Je maudissais le pion qui nous avait fait signe d'avancer. Elle était si bien lancée ! Inès m'attrapa par le bras pour me faire avancer et me lança un grand sourire. De temps en temps, j'étais vraiment pris de remords en pensant à notre brève relation. Je n'avais su être un copain à la hauteur pour elle. Elle m'avait dit tout le contraire mais... Je n'en croyais pas un mot. À l'époque déjà, je savais que les filles n'étaient pas mon truc. Mais j'étais quand même sortis avec elle. Comme si j'avais quelque chose à me prouver.
– On ira le voir après les cours s'tu veux. Moi aussi ça m'embête de laisser un poto déprimer dans son coin.
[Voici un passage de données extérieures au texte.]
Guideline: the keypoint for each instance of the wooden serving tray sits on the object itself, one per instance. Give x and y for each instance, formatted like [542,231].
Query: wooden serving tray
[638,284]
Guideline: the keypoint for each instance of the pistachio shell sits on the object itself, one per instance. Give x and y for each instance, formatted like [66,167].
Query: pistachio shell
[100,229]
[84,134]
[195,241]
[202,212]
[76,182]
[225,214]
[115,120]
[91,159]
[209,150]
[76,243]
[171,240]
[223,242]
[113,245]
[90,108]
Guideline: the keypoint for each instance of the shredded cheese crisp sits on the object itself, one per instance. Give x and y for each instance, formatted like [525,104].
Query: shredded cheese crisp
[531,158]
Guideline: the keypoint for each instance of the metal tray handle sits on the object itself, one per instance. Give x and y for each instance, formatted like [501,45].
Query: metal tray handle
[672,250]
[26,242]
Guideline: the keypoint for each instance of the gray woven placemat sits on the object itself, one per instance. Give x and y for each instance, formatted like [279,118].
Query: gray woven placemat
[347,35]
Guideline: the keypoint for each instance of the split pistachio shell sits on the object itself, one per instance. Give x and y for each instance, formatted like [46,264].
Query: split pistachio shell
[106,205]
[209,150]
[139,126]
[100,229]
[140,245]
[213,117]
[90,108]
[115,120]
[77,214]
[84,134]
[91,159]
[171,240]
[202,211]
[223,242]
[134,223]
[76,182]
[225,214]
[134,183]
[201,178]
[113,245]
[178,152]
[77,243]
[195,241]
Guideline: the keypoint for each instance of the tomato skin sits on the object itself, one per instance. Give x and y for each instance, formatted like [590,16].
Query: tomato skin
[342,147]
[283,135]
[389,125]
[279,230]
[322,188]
Inès, tu es parfaite. J'aurais été un mec hétéro que j'aurais tout donné pour t'avoir. Vraiment. Tu es si gentille... Que je me demandais vraiment comment tu faisais pour supporter cette bande de greluches avec laquelle tu traînais.
* * *
Et voilà. Nous y étions, plantés devant la porte d'entrée de chez les Verdier. Inès me jeta un coup d'œil avant d'appuyer sur la sonnette. Ce fut Eden en personne qui ouvrit la porte. Sur le coup, il parut étonné de nous voir tous les deux ici. Je ne pouvais que le comprendre : Inès et moi en traînions pas vraiment ensemble. Alors nous voir tous les deux sur le pas de sa porte... J'avais la bouche sèche, et à vrai dire, je ne savais pas trop quoi dire pour justifier notre présence. Heureusement pour moi, ce fut Inès qui prit les devants.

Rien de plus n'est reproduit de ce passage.